İdlib kentindeki kimyasal saldırının ardından BMGK'ya üç karar tasarısı sunuldu. Suriye rejiminin İdlib kentinde düzenlediği kimyasal saldırıyı kınayan ve sorumluların bulunması için soruşturma açılmasını talep eden ilk tasarıyı ABD, İngiltere ve Fransa sundu.
Batılı ülkelerin karar tasarısını "kabul edilemez" olarak nitelendiren Rusya ise BMGK'ya saldırıya ilişkin kınama yerine "derin endişe" ifadesi kullanılan kendi hazırladığı tasarıyı getirdi.
Üçüncü bir tasarı ise Batılı ülkeler ve Rusya arasındaki anlaşmazlığı gidermek için BMGK'nın daimi üyeleri dışındaki 10 seçilmiş ülke tarafından konseye sunuldu.
BMGK, perşembe akşamı üç ayrı tasarıyı kapalı oturumda görüştü.

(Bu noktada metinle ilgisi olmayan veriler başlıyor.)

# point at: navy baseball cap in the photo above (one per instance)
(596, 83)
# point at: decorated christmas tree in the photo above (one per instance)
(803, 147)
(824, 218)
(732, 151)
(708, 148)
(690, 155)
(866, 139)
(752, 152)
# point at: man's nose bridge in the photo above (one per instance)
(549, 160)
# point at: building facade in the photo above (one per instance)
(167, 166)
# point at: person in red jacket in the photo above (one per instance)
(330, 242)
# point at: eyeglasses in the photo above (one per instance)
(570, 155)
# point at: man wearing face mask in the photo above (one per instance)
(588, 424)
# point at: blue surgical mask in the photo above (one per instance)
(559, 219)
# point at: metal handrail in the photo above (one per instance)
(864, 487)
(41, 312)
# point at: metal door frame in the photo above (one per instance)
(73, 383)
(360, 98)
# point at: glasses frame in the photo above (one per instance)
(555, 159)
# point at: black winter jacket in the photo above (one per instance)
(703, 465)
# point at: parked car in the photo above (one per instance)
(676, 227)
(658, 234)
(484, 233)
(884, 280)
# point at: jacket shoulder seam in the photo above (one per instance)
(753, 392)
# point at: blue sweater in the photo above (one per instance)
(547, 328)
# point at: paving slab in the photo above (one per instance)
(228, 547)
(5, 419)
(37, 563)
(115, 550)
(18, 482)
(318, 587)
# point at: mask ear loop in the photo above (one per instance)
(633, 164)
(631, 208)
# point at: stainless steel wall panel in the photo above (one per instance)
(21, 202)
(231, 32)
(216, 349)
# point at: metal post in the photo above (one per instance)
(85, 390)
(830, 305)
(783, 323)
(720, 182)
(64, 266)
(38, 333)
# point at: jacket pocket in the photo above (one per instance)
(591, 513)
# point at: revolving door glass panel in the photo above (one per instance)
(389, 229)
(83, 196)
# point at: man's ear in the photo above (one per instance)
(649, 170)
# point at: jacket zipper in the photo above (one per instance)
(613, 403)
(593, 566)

Toplantının ardından BMGK'da üzerinde uzlaşılan tasarının oylamaya sunulması bekleniyordu ancak üye ülkeler konseye sunulan üç ayrı karar tasarının hangisinin oylanması konusunda uzlaşmaya varamadı ve oylama ertelendi.

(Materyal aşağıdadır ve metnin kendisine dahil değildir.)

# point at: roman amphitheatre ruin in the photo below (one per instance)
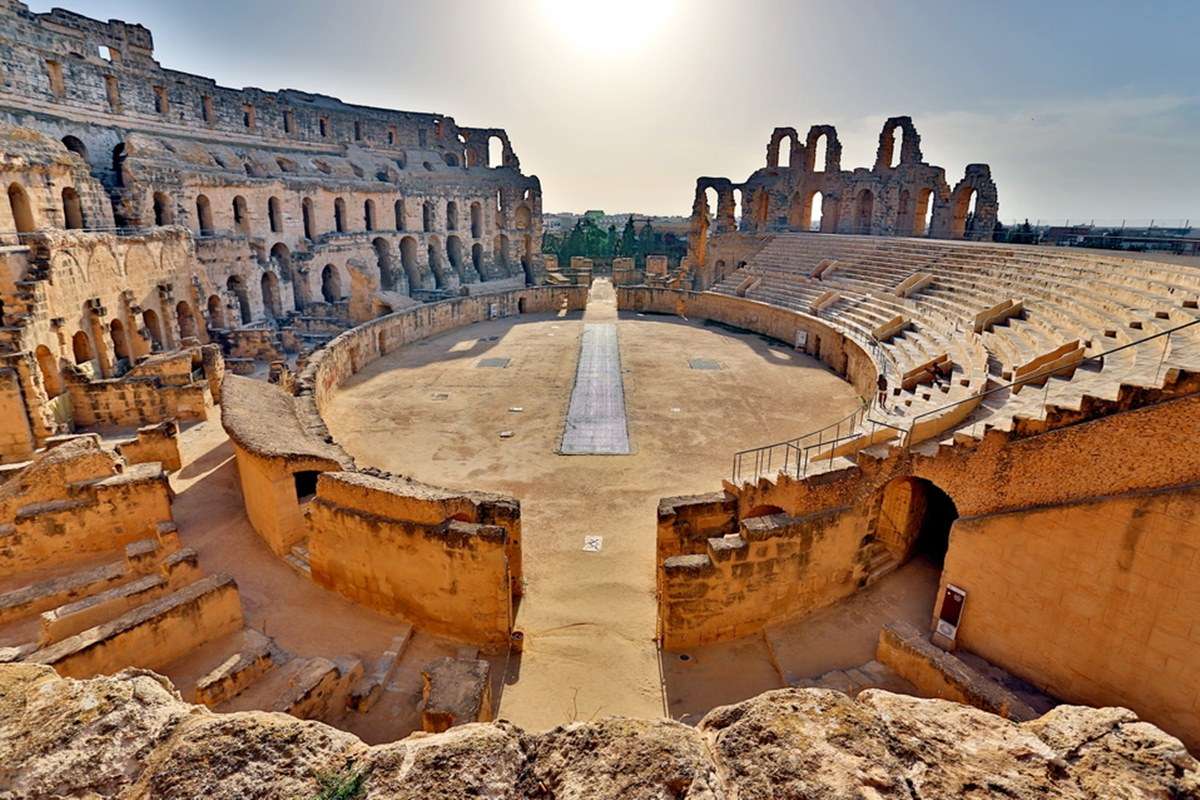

Batılı ülkeler tarafından sunulan İdlib'deki kimyasal saldırının kınandığı tasarıda, Kimyasal Silahların Yasaklanması Örgütü (OPCW) ile BM'nin ortak soruşturma misyonunun (JIM) bu saldırıyı soruşturması ve Esed rejiminden JIM'e, 4 Nisan'daki hava operasyonları ile ilgili tüm uçuş bilgilerini o gün görevde olan tüm komuta kademesinin listesini vermesi, ayrıca soruşturma ekibinin istediği askeri tesiste inceleme yapması ve askeri yetkilerle görüşmesinin sağlanması talep ediliyordu. Rusya'nın tasarısında ise saldırı kınanmazken, uluslararası soruşturma ekibine sadece Han Şeyhun ve civarına girişi için izin verilmesi istenmişti.

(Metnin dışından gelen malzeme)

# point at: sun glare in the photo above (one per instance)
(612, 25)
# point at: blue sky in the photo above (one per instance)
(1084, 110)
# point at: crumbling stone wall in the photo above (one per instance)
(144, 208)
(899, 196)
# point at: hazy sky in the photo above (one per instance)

BMGK'nın daimi üyeleri dışındaki 10 seçilmiş ülke tarafından konseye sunulan üçüncü tasarıda da kimyasal saldırılar kınanıyor ancak Esed rejiminden JIM'e, 4 Nisan'daki hava operasyonları ile ilgili tüm uçuş bilgilerini ve o gün görevde olan tüm komuta kademesinin listesini vermesi talepleri yer almıyordu.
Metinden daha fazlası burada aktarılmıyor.